Led by Masayoshi Takashima, M.D., chair of Houston Methodist’s Department of Otolaryngology – Head and Neck Surgery, the experts showed that a new temperature-controlled radiofrequency intervention is a safe and effective way to improve symptoms of chronic rhinitis. The study, which used the RhinAer System, was published online in June  ahead of the print version in the International Forum of Allergy and Rhinology journal. Initial data analysis revealed the radiofrequency’s effectiveness continued for at least 12 months. Takashima was first author on the study.


According to the CDC, chronic rhinitis results in billions of dollars in health care costs each year, and the associated symptoms have significant impacts on an individual’s quality of life and  day-to-day activities. While radiofrequency devices are widely used in nasal therapies, the device Takashima’s study evaluated has the potential to be more precise, less invasive and less painful for patients, because it is temperature controlled. It works by heating up the tissue in the back of the nose and impairing the nerve’s ability to send signals that promote chronic rhinitis symptoms.

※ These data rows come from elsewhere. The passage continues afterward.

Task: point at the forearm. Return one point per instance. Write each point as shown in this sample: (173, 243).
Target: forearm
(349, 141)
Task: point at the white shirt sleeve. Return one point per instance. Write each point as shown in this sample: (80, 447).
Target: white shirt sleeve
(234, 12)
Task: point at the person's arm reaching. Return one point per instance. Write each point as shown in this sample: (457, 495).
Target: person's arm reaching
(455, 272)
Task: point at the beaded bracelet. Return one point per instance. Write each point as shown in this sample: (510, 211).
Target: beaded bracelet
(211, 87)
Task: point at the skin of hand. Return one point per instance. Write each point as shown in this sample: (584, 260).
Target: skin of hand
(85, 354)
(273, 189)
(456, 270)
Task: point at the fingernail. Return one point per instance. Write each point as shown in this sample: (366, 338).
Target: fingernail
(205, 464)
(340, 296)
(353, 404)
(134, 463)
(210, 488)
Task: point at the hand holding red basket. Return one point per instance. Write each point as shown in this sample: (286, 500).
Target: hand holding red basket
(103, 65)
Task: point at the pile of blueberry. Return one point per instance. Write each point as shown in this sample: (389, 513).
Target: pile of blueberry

By monitoring the tissue temperature and automatically adjusting based on the measurements, the RhinAer System is able to consistently maintain the correct temperature and, thereby, avoid injuring nearby tissues.


After 12 months, the patients in Takashima and team’s study who underwent the procedure reported a 57.8% improvement in symptoms. Additionally, the study did not reveal any serious side effects related to the procedure or device. Some minor side effects  included bleeding that resolved after 24 hours, moderate dry eyes, headaches and ear soreness. These side effects, however, were only observed in a few individuals.


“Ultimately, our study demonstrated that temperature-controlled radiofrequency’s ability to treat overactive nerves in the back of the nose is safe and effective in decreasing symptoms commonly associated with chronic rhinitis,” Takashima said. “Long-term follow-up is ongoing, which will  characterize the longevity of the intervention’s effectiveness.”


Takashima’s collaborators on this study were corresponding author Jose Pablo Stolovitzky, M.D., with the Department of Otolaryngology at Emory University School of Medicine in Atlanta, Georgia; Randall A. Ow, M.D., with Sacramento Ear Nose and Throat Medical and Surgical Group in California; Stacey L. Silvers, M.D., with Madison ENT & Facial Plastic Surgery in New York; Nadim B. Bikhazi, M.D., with The Ogden Clinic in Utah; and Curtis D. Johnson, D.O., with ENT and Allergy Associates of Florida.


The trial was sponsored by Aerin Medical, which provided funding for data analysis and manuscript preparation assistance by independent consultants, and also reviewed the content of the manuscript. The final content of the study, however, was solely the responsibility of the authors.